SEATTLE — Mitsubishi Aircraft, which is testing its regional jet (MRJ) in Moses Lake, has filed a countersuit against Canadian aircraft manufacturer Bombardier in response to a suit Bombardier filed against Mitsubishi in October.
According to a late Monday news release, Mitsubishi alleges “that Bombardier has engaged in illegal anticompetitive behavior with the intent to impede the development and certification of the Mitsubishi Regional Jet (MRJ) aircraft.”
In a 92-page lawsuit filed with the U.S. Federal Court for the Western District of Washington in Seattle in October, Montreal-based Bombardier accused the two companies and five named individuals — all former Bombardier employees now working for Mitsubishi or AeroTEC — of “trade secret misappropriation” by sharing proprietary Bombardier documents with Mitsubishi and AeroTEC in violation of U.S. and Washington state law.
In response, Mitsubishi alleges that Bombardier “has engaged in a multifaceted scheme of illegal anticompetitive conduct” against Mitsubishi and partner companies such as AeroTEC, which specializes in helping airplane manufacturers obtain government certification.
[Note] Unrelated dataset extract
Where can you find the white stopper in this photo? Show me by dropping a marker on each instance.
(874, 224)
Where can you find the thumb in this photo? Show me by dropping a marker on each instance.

In its original lawsuit, Bombardier describes a complex and process for certifying aircraft that is highly dependent on proprietary information and intricate discussions between manufacturers and regulators, and suggested Mitsubishi embarked on the MRJ program without knowing what it would take to get the plane commercially certified.
Mitsubishi, however, asserts Bombardier’s claims “lack factual or legal merit” and are really an effort by the Canadian company to delay or prevent the MRJ “from entering the market.”
According to Mitsubishi, the lawsuit was filed very late on Monday. As of the Columbia Basin Herald’s press time on Wednesday, there were no documents on file in the Federal Court in Seattle pertaining to the lawsuit.
“Mitsubishi Aircraft is confident that it will ultimately prevail in defending itself from Bombardier’s unwarranted lawsuit,” the company said, adding that Bombardier’s legal efforts “will not adversely impact the development and entry into service of the MRJ or the success of the MRJ program.”